Вокзал был сер.
Тяжелой глыбой храма
В уже беззвездной тишине утра
Молчал без встреч, без суеты и гама
В провале темном мрачного двора.
Последних верст последние минуты,
И в запотелой проседи стекла
Уже мелькают, полные уюта,
Мест подмосковных спящие дома.
Вот где-то здесь, на Наре иль на Сходне,
Судьба решалась. Кажется, вчера…
Я помню это утро возвращения – все до деталей. Было холодно, несмотря на июль месяц. Солнце только-только вставало, внизу на площади еще было темновато. Но окна верхних этажей уже горели в лучах встающего солнца. Я был дома, действительно дома. Я повторял эти слова и не верил им.

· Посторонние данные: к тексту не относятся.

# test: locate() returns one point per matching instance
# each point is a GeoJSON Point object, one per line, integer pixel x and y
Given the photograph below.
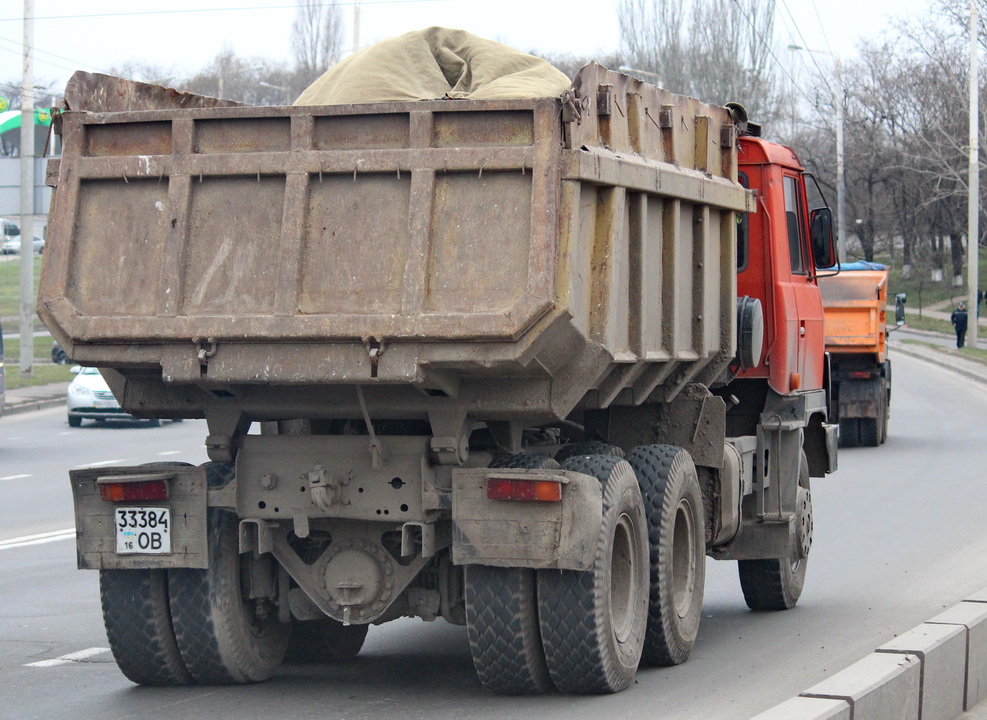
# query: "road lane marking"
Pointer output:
{"type": "Point", "coordinates": [39, 539]}
{"type": "Point", "coordinates": [70, 658]}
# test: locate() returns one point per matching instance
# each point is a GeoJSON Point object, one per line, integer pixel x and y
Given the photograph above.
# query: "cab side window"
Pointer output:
{"type": "Point", "coordinates": [795, 240]}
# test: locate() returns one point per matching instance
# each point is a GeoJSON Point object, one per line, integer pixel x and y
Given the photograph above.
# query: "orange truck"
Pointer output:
{"type": "Point", "coordinates": [855, 303]}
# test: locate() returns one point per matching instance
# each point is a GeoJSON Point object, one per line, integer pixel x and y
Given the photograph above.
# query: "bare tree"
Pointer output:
{"type": "Point", "coordinates": [717, 50]}
{"type": "Point", "coordinates": [316, 38]}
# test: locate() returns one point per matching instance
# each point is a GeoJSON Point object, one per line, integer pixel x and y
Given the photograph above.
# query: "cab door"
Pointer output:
{"type": "Point", "coordinates": [809, 330]}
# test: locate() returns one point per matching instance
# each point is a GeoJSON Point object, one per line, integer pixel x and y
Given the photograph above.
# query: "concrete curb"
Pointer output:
{"type": "Point", "coordinates": [936, 671]}
{"type": "Point", "coordinates": [31, 405]}
{"type": "Point", "coordinates": [930, 356]}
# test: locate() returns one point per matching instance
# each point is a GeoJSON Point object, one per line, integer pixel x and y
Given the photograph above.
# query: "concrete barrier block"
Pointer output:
{"type": "Point", "coordinates": [979, 596]}
{"type": "Point", "coordinates": [942, 650]}
{"type": "Point", "coordinates": [882, 686]}
{"type": "Point", "coordinates": [802, 708]}
{"type": "Point", "coordinates": [972, 616]}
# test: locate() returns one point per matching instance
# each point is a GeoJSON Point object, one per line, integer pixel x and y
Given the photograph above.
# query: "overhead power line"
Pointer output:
{"type": "Point", "coordinates": [342, 3]}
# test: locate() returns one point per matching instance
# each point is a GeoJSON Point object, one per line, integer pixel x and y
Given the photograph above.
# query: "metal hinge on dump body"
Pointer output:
{"type": "Point", "coordinates": [205, 349]}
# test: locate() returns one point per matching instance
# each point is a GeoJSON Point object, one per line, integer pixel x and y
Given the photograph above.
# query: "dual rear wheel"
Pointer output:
{"type": "Point", "coordinates": [183, 626]}
{"type": "Point", "coordinates": [587, 632]}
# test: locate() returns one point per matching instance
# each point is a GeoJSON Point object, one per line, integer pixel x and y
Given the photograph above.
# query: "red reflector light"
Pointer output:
{"type": "Point", "coordinates": [129, 492]}
{"type": "Point", "coordinates": [525, 490]}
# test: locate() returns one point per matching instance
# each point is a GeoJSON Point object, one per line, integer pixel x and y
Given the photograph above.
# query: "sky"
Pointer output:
{"type": "Point", "coordinates": [183, 36]}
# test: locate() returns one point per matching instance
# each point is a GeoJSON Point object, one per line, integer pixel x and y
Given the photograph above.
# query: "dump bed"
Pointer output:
{"type": "Point", "coordinates": [854, 305]}
{"type": "Point", "coordinates": [511, 256]}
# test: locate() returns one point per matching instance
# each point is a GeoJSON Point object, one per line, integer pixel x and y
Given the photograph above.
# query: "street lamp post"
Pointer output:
{"type": "Point", "coordinates": [840, 177]}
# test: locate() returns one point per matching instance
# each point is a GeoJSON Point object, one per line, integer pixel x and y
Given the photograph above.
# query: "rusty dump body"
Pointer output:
{"type": "Point", "coordinates": [490, 260]}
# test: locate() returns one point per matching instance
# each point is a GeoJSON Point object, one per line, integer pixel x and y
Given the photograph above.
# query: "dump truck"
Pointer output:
{"type": "Point", "coordinates": [855, 306]}
{"type": "Point", "coordinates": [483, 360]}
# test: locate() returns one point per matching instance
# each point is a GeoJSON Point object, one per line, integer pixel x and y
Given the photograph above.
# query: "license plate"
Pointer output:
{"type": "Point", "coordinates": [143, 530]}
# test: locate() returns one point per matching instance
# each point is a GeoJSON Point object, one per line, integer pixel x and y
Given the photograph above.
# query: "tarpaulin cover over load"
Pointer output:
{"type": "Point", "coordinates": [435, 63]}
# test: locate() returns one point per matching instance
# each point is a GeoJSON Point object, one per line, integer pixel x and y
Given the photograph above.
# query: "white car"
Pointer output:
{"type": "Point", "coordinates": [12, 246]}
{"type": "Point", "coordinates": [90, 398]}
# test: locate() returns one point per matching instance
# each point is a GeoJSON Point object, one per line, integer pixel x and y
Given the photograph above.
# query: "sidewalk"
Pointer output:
{"type": "Point", "coordinates": [38, 397]}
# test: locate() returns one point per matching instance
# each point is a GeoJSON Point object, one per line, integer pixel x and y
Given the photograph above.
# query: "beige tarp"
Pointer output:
{"type": "Point", "coordinates": [435, 63]}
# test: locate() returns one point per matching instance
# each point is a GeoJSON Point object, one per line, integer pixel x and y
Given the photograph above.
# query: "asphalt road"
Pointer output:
{"type": "Point", "coordinates": [900, 535]}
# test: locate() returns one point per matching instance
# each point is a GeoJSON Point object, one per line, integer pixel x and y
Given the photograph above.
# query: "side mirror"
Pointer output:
{"type": "Point", "coordinates": [899, 308]}
{"type": "Point", "coordinates": [821, 233]}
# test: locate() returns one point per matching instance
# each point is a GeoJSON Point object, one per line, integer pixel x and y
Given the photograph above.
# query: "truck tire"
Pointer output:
{"type": "Point", "coordinates": [502, 622]}
{"type": "Point", "coordinates": [777, 584]}
{"type": "Point", "coordinates": [325, 641]}
{"type": "Point", "coordinates": [588, 448]}
{"type": "Point", "coordinates": [138, 626]}
{"type": "Point", "coordinates": [593, 623]}
{"type": "Point", "coordinates": [502, 616]}
{"type": "Point", "coordinates": [222, 636]}
{"type": "Point", "coordinates": [677, 531]}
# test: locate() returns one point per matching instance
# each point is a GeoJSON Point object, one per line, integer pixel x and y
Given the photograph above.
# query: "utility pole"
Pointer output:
{"type": "Point", "coordinates": [973, 196]}
{"type": "Point", "coordinates": [27, 198]}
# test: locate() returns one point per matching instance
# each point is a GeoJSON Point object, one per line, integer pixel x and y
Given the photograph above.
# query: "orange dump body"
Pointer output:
{"type": "Point", "coordinates": [854, 304]}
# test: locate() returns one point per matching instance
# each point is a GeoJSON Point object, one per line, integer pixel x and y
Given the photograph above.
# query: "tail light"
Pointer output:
{"type": "Point", "coordinates": [524, 490]}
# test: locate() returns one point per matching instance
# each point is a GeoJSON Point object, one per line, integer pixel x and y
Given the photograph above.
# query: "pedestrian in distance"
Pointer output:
{"type": "Point", "coordinates": [959, 320]}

Метро было еще закрыто, и трамваи не ходили.
У меня был тяжелейший рюкзак и два чемодана – за год мирной жизни барахла поприбавилось, завелись даже книги. Я вышел на площадь и присел на чемодан, ожидая, когда откроется метро. Такси было тогда для меня столь же недоступным, как и теперь. Впрочем, тогда это обстоятельство пережить было легче – такси вообще не было.

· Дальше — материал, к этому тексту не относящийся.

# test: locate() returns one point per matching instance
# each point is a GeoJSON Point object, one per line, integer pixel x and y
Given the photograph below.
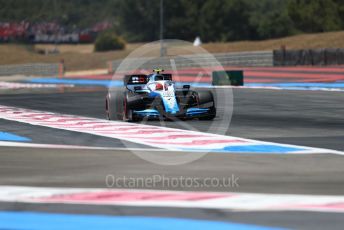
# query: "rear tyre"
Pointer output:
{"type": "Point", "coordinates": [114, 105]}
{"type": "Point", "coordinates": [206, 100]}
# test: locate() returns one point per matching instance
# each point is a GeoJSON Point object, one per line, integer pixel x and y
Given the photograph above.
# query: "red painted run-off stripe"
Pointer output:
{"type": "Point", "coordinates": [132, 196]}
{"type": "Point", "coordinates": [173, 139]}
{"type": "Point", "coordinates": [256, 74]}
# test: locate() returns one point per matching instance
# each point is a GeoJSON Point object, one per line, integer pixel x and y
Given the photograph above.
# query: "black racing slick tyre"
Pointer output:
{"type": "Point", "coordinates": [206, 100]}
{"type": "Point", "coordinates": [114, 105]}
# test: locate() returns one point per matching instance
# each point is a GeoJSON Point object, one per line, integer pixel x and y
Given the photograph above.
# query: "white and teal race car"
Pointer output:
{"type": "Point", "coordinates": [155, 96]}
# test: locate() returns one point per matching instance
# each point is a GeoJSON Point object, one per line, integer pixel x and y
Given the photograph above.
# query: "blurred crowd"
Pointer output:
{"type": "Point", "coordinates": [49, 32]}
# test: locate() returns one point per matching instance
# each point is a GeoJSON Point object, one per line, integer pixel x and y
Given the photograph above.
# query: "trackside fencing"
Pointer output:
{"type": "Point", "coordinates": [260, 58]}
{"type": "Point", "coordinates": [319, 57]}
{"type": "Point", "coordinates": [36, 69]}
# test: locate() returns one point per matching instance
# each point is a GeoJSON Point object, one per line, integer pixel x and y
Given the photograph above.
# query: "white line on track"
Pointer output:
{"type": "Point", "coordinates": [157, 137]}
{"type": "Point", "coordinates": [178, 199]}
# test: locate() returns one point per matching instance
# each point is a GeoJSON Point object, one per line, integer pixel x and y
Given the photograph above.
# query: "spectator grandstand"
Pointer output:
{"type": "Point", "coordinates": [49, 32]}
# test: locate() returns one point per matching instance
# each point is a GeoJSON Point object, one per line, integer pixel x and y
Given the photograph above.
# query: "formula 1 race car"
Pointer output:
{"type": "Point", "coordinates": [156, 96]}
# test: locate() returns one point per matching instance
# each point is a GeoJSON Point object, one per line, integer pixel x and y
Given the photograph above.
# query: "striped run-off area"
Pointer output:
{"type": "Point", "coordinates": [177, 199]}
{"type": "Point", "coordinates": [155, 136]}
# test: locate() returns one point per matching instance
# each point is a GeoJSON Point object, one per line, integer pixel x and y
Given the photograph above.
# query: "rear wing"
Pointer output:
{"type": "Point", "coordinates": [135, 79]}
{"type": "Point", "coordinates": [167, 76]}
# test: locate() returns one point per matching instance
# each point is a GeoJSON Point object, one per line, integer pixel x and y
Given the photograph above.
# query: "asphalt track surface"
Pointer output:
{"type": "Point", "coordinates": [309, 118]}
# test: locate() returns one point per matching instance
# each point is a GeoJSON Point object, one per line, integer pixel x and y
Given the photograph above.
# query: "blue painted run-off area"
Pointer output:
{"type": "Point", "coordinates": [4, 136]}
{"type": "Point", "coordinates": [43, 221]}
{"type": "Point", "coordinates": [332, 85]}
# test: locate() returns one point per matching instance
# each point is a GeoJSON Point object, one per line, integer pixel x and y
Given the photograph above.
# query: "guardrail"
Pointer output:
{"type": "Point", "coordinates": [37, 69]}
{"type": "Point", "coordinates": [320, 57]}
{"type": "Point", "coordinates": [260, 58]}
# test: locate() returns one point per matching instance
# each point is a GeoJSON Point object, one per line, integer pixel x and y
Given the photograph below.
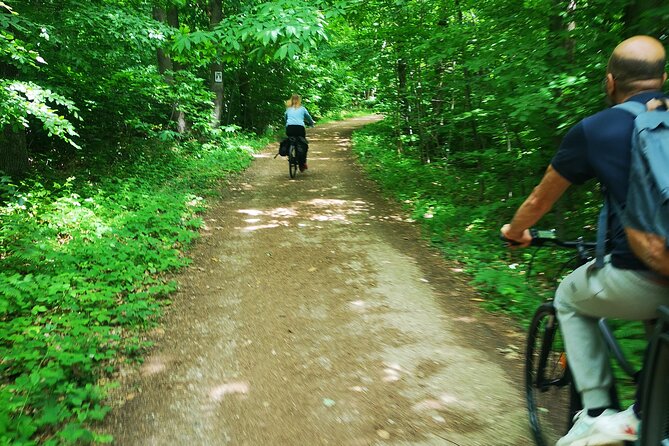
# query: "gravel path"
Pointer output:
{"type": "Point", "coordinates": [313, 314]}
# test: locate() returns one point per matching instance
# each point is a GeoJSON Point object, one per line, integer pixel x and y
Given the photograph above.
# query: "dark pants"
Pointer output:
{"type": "Point", "coordinates": [299, 130]}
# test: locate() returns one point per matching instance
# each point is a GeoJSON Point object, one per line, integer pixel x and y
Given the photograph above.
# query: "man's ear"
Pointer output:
{"type": "Point", "coordinates": [611, 84]}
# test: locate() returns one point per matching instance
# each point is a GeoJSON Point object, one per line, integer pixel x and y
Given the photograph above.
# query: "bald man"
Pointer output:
{"type": "Point", "coordinates": [599, 147]}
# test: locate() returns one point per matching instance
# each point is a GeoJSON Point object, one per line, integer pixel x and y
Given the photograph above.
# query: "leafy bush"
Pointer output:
{"type": "Point", "coordinates": [84, 269]}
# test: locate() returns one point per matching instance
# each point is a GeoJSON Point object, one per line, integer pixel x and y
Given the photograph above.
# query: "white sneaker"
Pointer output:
{"type": "Point", "coordinates": [610, 428]}
{"type": "Point", "coordinates": [621, 426]}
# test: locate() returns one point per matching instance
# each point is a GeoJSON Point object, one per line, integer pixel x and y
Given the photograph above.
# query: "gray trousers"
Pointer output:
{"type": "Point", "coordinates": [588, 294]}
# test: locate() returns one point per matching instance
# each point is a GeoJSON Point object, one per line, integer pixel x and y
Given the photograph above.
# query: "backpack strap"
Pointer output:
{"type": "Point", "coordinates": [634, 108]}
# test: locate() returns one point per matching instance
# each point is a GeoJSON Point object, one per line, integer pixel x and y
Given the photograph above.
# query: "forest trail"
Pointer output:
{"type": "Point", "coordinates": [313, 314]}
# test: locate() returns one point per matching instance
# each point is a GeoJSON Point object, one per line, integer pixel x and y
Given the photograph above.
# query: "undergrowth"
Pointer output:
{"type": "Point", "coordinates": [84, 265]}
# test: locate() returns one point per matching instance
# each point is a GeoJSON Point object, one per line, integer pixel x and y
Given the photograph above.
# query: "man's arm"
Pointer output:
{"type": "Point", "coordinates": [540, 201]}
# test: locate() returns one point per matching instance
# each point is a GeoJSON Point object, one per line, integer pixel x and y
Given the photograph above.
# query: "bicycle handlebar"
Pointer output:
{"type": "Point", "coordinates": [542, 237]}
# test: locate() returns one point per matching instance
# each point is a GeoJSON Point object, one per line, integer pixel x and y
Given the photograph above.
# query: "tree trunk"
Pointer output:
{"type": "Point", "coordinates": [467, 77]}
{"type": "Point", "coordinates": [216, 11]}
{"type": "Point", "coordinates": [13, 152]}
{"type": "Point", "coordinates": [403, 103]}
{"type": "Point", "coordinates": [165, 63]}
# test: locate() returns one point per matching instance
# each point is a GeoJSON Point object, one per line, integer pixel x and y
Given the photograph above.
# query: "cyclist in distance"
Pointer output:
{"type": "Point", "coordinates": [296, 116]}
{"type": "Point", "coordinates": [599, 147]}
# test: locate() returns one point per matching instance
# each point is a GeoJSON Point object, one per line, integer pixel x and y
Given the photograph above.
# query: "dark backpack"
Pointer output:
{"type": "Point", "coordinates": [645, 214]}
{"type": "Point", "coordinates": [284, 147]}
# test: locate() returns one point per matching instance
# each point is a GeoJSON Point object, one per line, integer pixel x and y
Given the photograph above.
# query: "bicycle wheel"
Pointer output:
{"type": "Point", "coordinates": [292, 161]}
{"type": "Point", "coordinates": [655, 425]}
{"type": "Point", "coordinates": [552, 400]}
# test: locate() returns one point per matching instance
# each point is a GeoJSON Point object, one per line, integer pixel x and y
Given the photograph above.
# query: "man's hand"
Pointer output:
{"type": "Point", "coordinates": [519, 239]}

Ко мне подошел человек в гимнастерке со споротыми погонами. «Что, капитан, отслужился?» – «Нет еще». «А я – всё, жду метро, спешу на работу», – сказал он с некоторой гордостью. Случайный спутник помог мне сесть в метро и даже проводил до электрички – я ехал на Сходню, где по-прежнему жила моя мачеха, и мой младший брат, который вернулся с войны инвалидом.
Возвращение в Москву
До назначенного мне приема в управлении кадров Военно-Воздушных Сил оставалось еще несколько дней, и я бездумно погрузился в Москву. Я совсем обалдел от этого города, от того ощущения, что это снова мой город. Я его узнавал как бы заново. Я писал стихи, понимая, что это, вероятно, последние стихи в моей жизни, которая потечет по совершенно иному руслу. Жизнь потребует отдачи всех сил, всего времени, и стихи просто перестанут быть мне нужными – будет не до них, у меня начнется настоящее дело.

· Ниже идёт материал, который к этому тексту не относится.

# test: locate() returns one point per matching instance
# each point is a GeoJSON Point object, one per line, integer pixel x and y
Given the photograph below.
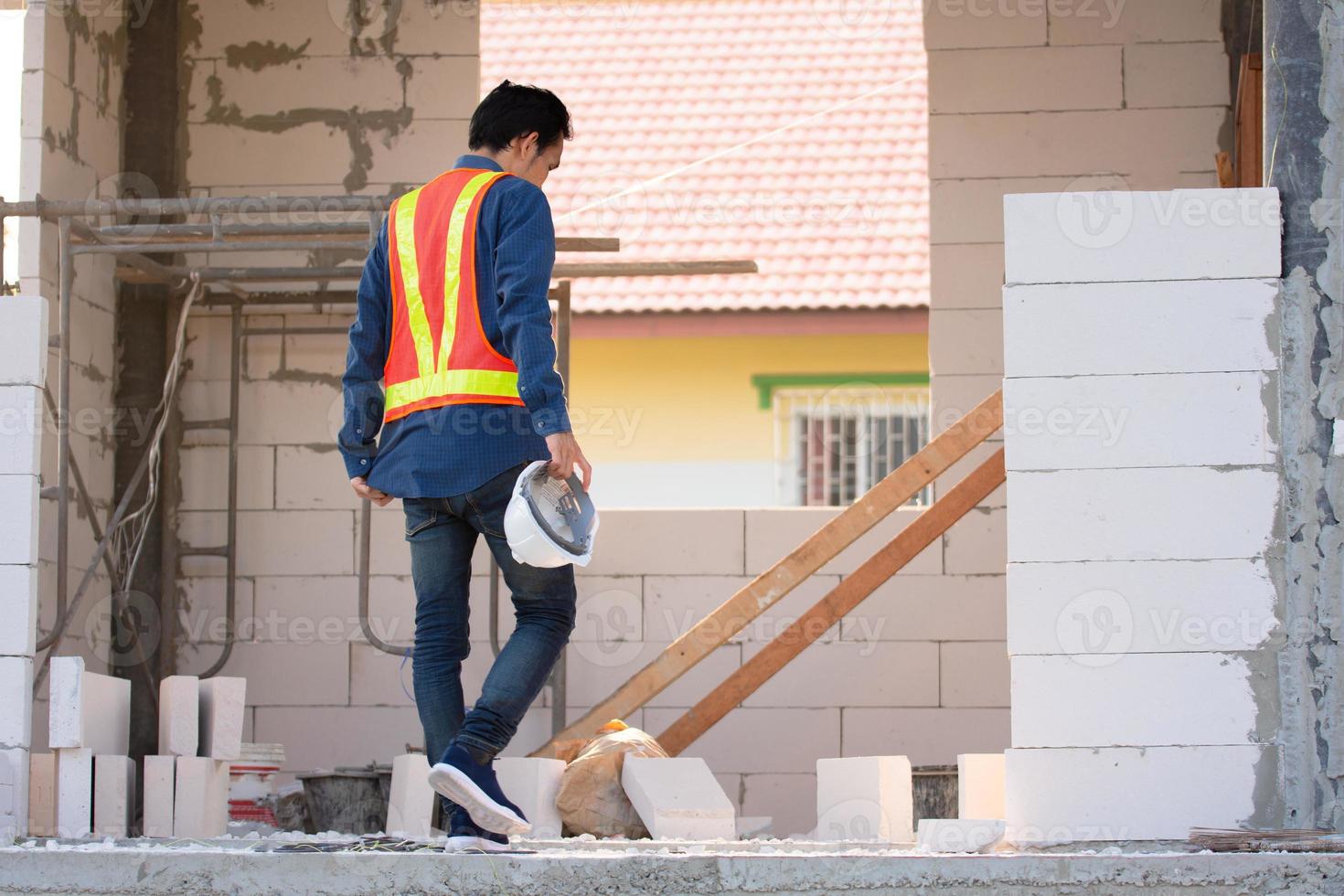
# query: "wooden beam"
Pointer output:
{"type": "Point", "coordinates": [774, 583]}
{"type": "Point", "coordinates": [847, 595]}
{"type": "Point", "coordinates": [568, 271]}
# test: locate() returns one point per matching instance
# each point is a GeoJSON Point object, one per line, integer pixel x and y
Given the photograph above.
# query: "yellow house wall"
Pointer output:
{"type": "Point", "coordinates": [638, 400]}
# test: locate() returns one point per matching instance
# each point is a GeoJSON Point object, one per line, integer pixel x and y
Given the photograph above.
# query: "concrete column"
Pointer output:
{"type": "Point", "coordinates": [23, 355]}
{"type": "Point", "coordinates": [1144, 475]}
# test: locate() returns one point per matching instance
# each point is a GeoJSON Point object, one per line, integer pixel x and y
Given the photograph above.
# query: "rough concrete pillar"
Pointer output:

А пока я ходил по знакомым, где меня угощали пустым чаем, как правило, морковным – трудно жила Москва! Не каждый день возвращался на Сходню, ночевал у кого-нибудь из друзей и ходил, ходил, ходил. Меня больше всего тянули старые арбатские переулки – Афанасьевский, Сивцев Вражек, те места, где я родился, куда мы приехали в двадцать первом году из Тверской губернии. Потом шел по Воздвиженке к Кремлю, заходил в университет, на свой старый мехмат. Но были каникулы, и из знакомых я никого не находил. Работала только приемная комиссия – какие-то новые и незнакомые лица.